The BBC has been rocked by accusations of sexual abuse involving a former TV host, the late Jimmy Savile, and claims it had covered up his alleged crimes and dropped its own news expose while Thompson was in charge.
The furor prompted Margaret Sullivan, public editor of the New York Times, to question whether Thompson was now fit to take up the role of president and chief executive of the respected American company.
A New York Times spokesman said on Wednesday that Thompson would join the company as president and chief executive the week of November 12.
"We believe his experience and accomplishments make him the ideal person to take the helm of the Times Company as we focus on growing our businesses through digital and global expansion," spokesman Robert Christie said in an emailed statement.

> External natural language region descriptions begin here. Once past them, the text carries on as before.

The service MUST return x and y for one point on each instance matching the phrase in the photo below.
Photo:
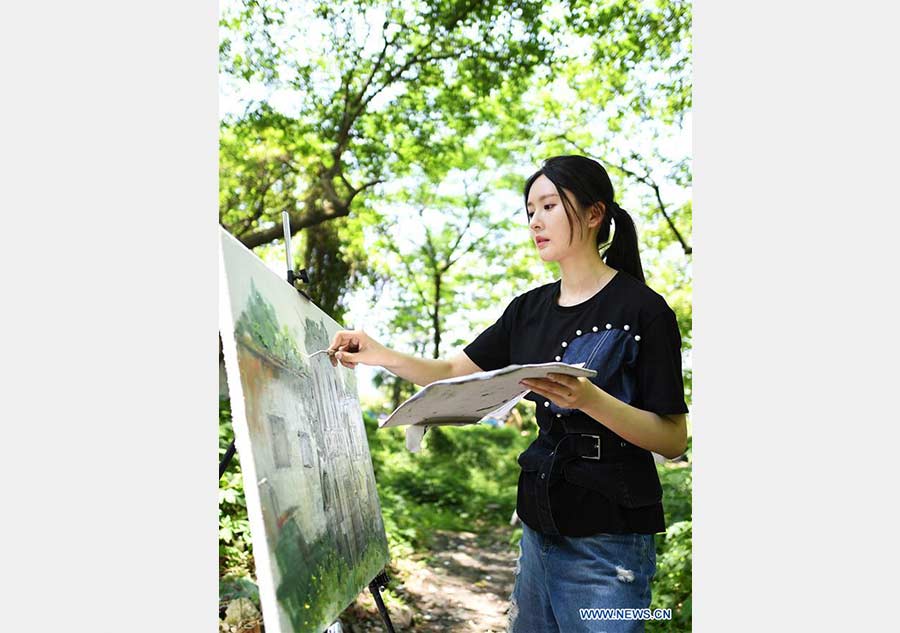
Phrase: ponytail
(622, 253)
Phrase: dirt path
(462, 584)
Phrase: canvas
(315, 519)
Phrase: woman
(588, 495)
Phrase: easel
(381, 580)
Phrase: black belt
(574, 446)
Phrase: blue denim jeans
(557, 576)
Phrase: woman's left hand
(568, 392)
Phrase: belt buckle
(596, 437)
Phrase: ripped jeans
(558, 576)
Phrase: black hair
(589, 184)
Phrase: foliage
(235, 549)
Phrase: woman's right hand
(355, 346)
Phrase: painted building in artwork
(315, 467)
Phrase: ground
(461, 583)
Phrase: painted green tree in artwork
(258, 324)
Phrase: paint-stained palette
(315, 518)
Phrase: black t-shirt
(626, 332)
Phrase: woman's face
(548, 221)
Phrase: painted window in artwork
(305, 449)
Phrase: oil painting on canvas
(315, 518)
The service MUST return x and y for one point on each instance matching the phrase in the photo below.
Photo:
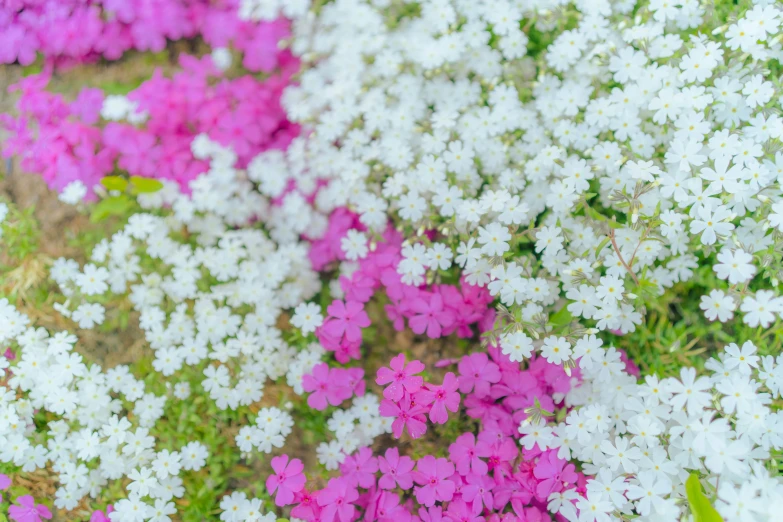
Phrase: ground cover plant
(384, 260)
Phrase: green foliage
(700, 505)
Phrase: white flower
(307, 317)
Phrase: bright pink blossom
(28, 511)
(287, 480)
(400, 378)
(396, 470)
(336, 500)
(406, 417)
(432, 476)
(345, 318)
(327, 387)
(442, 398)
(430, 315)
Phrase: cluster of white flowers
(641, 442)
(90, 438)
(208, 298)
(587, 177)
(353, 428)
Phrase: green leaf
(114, 183)
(561, 318)
(113, 206)
(141, 185)
(700, 504)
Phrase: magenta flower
(477, 372)
(464, 454)
(433, 514)
(406, 416)
(396, 470)
(459, 511)
(478, 492)
(307, 507)
(442, 398)
(554, 473)
(28, 511)
(5, 483)
(432, 475)
(346, 318)
(431, 316)
(400, 378)
(359, 469)
(327, 387)
(287, 480)
(100, 516)
(388, 508)
(337, 500)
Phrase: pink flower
(359, 469)
(100, 516)
(5, 483)
(554, 473)
(432, 475)
(337, 500)
(433, 514)
(442, 398)
(460, 512)
(345, 318)
(287, 480)
(477, 372)
(388, 508)
(28, 511)
(400, 378)
(326, 387)
(464, 455)
(396, 470)
(307, 507)
(406, 416)
(430, 316)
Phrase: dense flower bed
(525, 189)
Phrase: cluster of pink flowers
(437, 310)
(332, 386)
(408, 398)
(67, 142)
(75, 31)
(483, 479)
(27, 510)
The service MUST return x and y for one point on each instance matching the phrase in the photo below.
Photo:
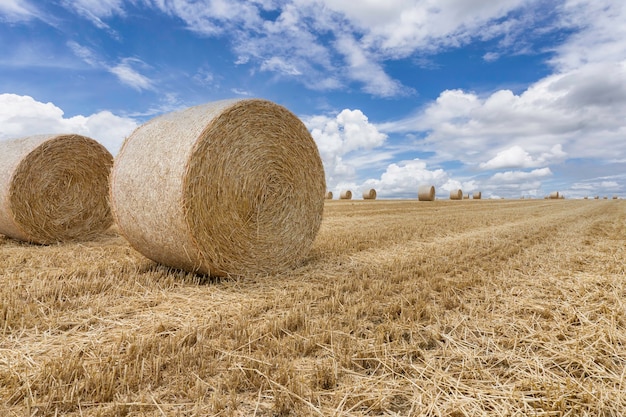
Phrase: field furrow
(402, 308)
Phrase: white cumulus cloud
(24, 116)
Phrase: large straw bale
(54, 188)
(232, 187)
(426, 193)
(369, 194)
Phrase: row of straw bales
(347, 195)
(424, 193)
(232, 187)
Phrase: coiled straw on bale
(232, 187)
(456, 195)
(369, 194)
(426, 193)
(54, 188)
(345, 195)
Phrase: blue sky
(508, 97)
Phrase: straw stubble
(232, 187)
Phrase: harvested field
(499, 308)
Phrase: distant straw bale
(456, 195)
(345, 195)
(369, 194)
(426, 193)
(54, 188)
(232, 187)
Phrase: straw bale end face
(54, 188)
(234, 187)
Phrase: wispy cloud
(17, 10)
(130, 76)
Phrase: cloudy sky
(509, 97)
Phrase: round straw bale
(369, 194)
(232, 187)
(426, 193)
(346, 195)
(456, 195)
(54, 188)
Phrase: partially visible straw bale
(426, 193)
(232, 187)
(456, 194)
(54, 188)
(369, 194)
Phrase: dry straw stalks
(520, 312)
(232, 187)
(456, 194)
(54, 188)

Thompson said he did not know about the nature of the investigation by the BBC's flagship Newsnight program into Savile, one of the broadcaster's best known stars for decades, and had had no involvement in the decision to axe the report.
He said he had had a "chance meeting" with a journalist who mentioned the Newsnight investigation into Savile, but said he had not been told any of the details or the scale of the problem.
"I do not believe there is anything that I've done in relation to this matter which should in any way impinge on my abilities to fully discharge the responsibilities I'll have at the New York Times," he said.
Thompson said he had approached his new employers to explain his role at the BBC and why he had not dealt with such an issue, despite being the director general and editor in chief of the world-renowned organization.
Under the structure of the corporation, such editorial matters would be dealt with by the BBC News division and would not normally reach the corporate level, he explained.
The BBC is a sprawling organization with 22,000 employees working at its eight national TV channels, 50 radio stations and an extensive website.
During the years when Savile and Thompson's careers overlapped, Thompson was in the news and current affairs area of the company rather than in its entertainment arm where Savile worked until retiring in 1994.
"Not knowing what they (Newsnight) had, it's very hard to judge whether it should have been referred (to me) or not," he said.
Thompson said he had not yet met with the board of the New York Times but would be happy to do so if they had further questions. A spokesman for Thompson said the stance taken by Sullivan was purely editorial and added that he supported completely the paper's need to cover the story.
"I've had many many conversations with my new employers in recent weeks and the moment this became an issue I absolutely wanted to talk to them, so they would understand my perspective on what has happened," Thompson said.
"The BBC is a very, very big organization. I don't know how many investigations it does, it's hundreds or possibly thousands every year. I was director general of the BBC and I cannot recall a single Newsnight item ever being referred to me, in 8 years."
The scandal, which erupted this month when a rival broadcaster ITV showed its own investigation, has thrown the corporation into disarray and sparked questions over the handling of the crisis by Thompson and his successor George Entwistle.
The BBC is now facing parliamentary and police investigations into whether Savile, an eccentric host of the BBC's legendary "Top of the Pops" music show who died last year at the age of 84, abused women and girls over six decades.
"The Jimmy Savile affair is a horrible and distressing business," Thompson said. "The cruelty and the suffering of the victims, we can only imagine."
In reference to his brief conversation with a journalist over the Newsnight program, he added: "I think I may have understood that we were talking about allegations of a sexual nature, although I'm not even sure about that.
"But I certainly wasn't aware that it was going to include very grave allegations about pedophilia or rape or that it would involve actions which had taken place on BBC premises.
"Had that been made clear to me at that point I would certainly of wanted to know more and in particular about the decision making of whether to proceed with the program."